Dorgan's baseball career reportedly came to an early end due to his "unconquerable appetite for liquor"; he died of alcohol poisoning in 1891 after being discovered intoxicated in a Connecticut barn with an empty liquor bottle by his side.
Dorgan was born in Meriden, Connecticut in 1856. His parents were Cornelius Dorgan and Mary (Cahill) Dorgan, both of whom were immigrants from Ireland. His older brother, Mike Dorgan, played ten seasons of Major League Baseball from 1877 to 1890.
Professional baseball player
Dorgan began his career as a professional baseball player in 1879 with the Holyoke, Massachusetts team where he compiled a .304 batting average.

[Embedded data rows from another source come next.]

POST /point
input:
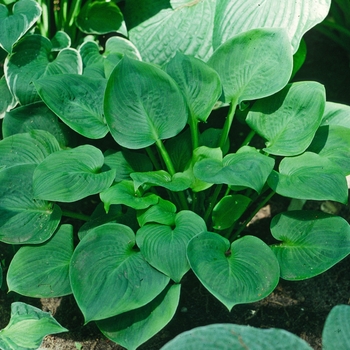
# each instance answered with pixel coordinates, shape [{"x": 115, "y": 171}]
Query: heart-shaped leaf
[
  {"x": 23, "y": 219},
  {"x": 13, "y": 26},
  {"x": 27, "y": 148},
  {"x": 71, "y": 174},
  {"x": 164, "y": 247},
  {"x": 312, "y": 242},
  {"x": 143, "y": 104},
  {"x": 198, "y": 82},
  {"x": 77, "y": 100},
  {"x": 235, "y": 337},
  {"x": 233, "y": 17},
  {"x": 124, "y": 193},
  {"x": 289, "y": 119},
  {"x": 99, "y": 17},
  {"x": 22, "y": 71},
  {"x": 109, "y": 277},
  {"x": 133, "y": 328},
  {"x": 229, "y": 210},
  {"x": 186, "y": 27},
  {"x": 27, "y": 327},
  {"x": 41, "y": 271},
  {"x": 333, "y": 143},
  {"x": 309, "y": 176},
  {"x": 37, "y": 115},
  {"x": 247, "y": 168},
  {"x": 336, "y": 330},
  {"x": 243, "y": 272},
  {"x": 253, "y": 64}
]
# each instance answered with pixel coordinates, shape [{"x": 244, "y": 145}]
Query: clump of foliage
[{"x": 141, "y": 127}]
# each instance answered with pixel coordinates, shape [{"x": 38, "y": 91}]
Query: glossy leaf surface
[
  {"x": 143, "y": 105},
  {"x": 289, "y": 119},
  {"x": 243, "y": 272},
  {"x": 312, "y": 242},
  {"x": 164, "y": 247},
  {"x": 108, "y": 277},
  {"x": 42, "y": 271},
  {"x": 133, "y": 328}
]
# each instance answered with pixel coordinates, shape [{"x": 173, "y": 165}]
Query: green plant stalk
[
  {"x": 74, "y": 215},
  {"x": 170, "y": 167},
  {"x": 233, "y": 236},
  {"x": 228, "y": 122}
]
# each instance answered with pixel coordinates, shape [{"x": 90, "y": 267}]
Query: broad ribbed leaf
[
  {"x": 108, "y": 277},
  {"x": 333, "y": 142},
  {"x": 28, "y": 148},
  {"x": 26, "y": 119},
  {"x": 309, "y": 176},
  {"x": 247, "y": 168},
  {"x": 72, "y": 174},
  {"x": 22, "y": 71},
  {"x": 143, "y": 104},
  {"x": 336, "y": 330},
  {"x": 254, "y": 64},
  {"x": 133, "y": 328},
  {"x": 198, "y": 82},
  {"x": 27, "y": 328},
  {"x": 41, "y": 271},
  {"x": 187, "y": 27},
  {"x": 312, "y": 242},
  {"x": 243, "y": 272},
  {"x": 236, "y": 337},
  {"x": 124, "y": 193},
  {"x": 297, "y": 17},
  {"x": 164, "y": 247},
  {"x": 14, "y": 25},
  {"x": 77, "y": 100},
  {"x": 289, "y": 119},
  {"x": 23, "y": 219}
]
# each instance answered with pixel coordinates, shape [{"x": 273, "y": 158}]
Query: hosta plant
[{"x": 124, "y": 165}]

Dorgan made his major league debut in July 1880 with the Worcester Ruby Legs in the National League. He appeared in 10 games for Worcester, nine of them as an outfielder, and had seven hits in 35 at bats. Dorgan also appeared in 22 games for the Albany, New York baseball club in 1880.
In 1881, Dorgan played for the Brooklyn Atlantics and New York Mets in the Eastern Championship Association. The following year he returned to the major leagues with the Philadelphia Athletics. He appeared in 44 games for Philadelphia, 25 as a catcher and 22 as an outfielder. He compiled a .282 average before being released by the club on September 4, 1882.
There is no record of Dorgan playing organized baseball in 1883. In 1884, he appeared in 34 games for the Indianapolis Hoosiers and four games for the Brooklyn Atlantics. He was released by Indianapolis in July and by Brooklyn in August 1884. He compiled a .299 batting average in 154 at bats during the 1884 season.
In 1885, Dorgan appeared in 39 games, all in the outfield, for the Detroit Wolverines of the National League. He compiled a .286 batting average for Detroit. He appeared in his last major league game as a member of the Detroit team on June 25, 1885.
After his major league career ended, Dorgan played two additional seasons in the Eastern League, for the Meriden Silvermen in 1886 and for the Hartford Dark Blues in 1887.
Over the course of four major league seasons, Dorgan appeared in 131 major league games and compiled a .282 batting average with 22 doubles, four home runs and 49 RBIs. Alcohol was blamed for the early end to his career. The Sporting Life called him "a fine outfielder and a heavy batsman" who had promise, but whose career ended prematurely due to "irregular habits" and "his unconquerable appetite for liquor."
Dorgan died in June 1891 at age 35, after being found lying inebriated at 2 a.m. with an empty liquor bottle beside him in a stable behind the Kilbourn House in Middletown, Connecticut. He was brought to the police lockup in Middletown where he was discovered to be dead in his cell two hours later. His cause of death was stated to be alcohol poisoning and/or alcoholism. The Sporting Life published a front-page account of his death under the headline, "THE WAGES OF SIN: A Once Promising Career Ended By Disgraceful Death." Dorgan was interred at the St. John Cemetery in Middletown.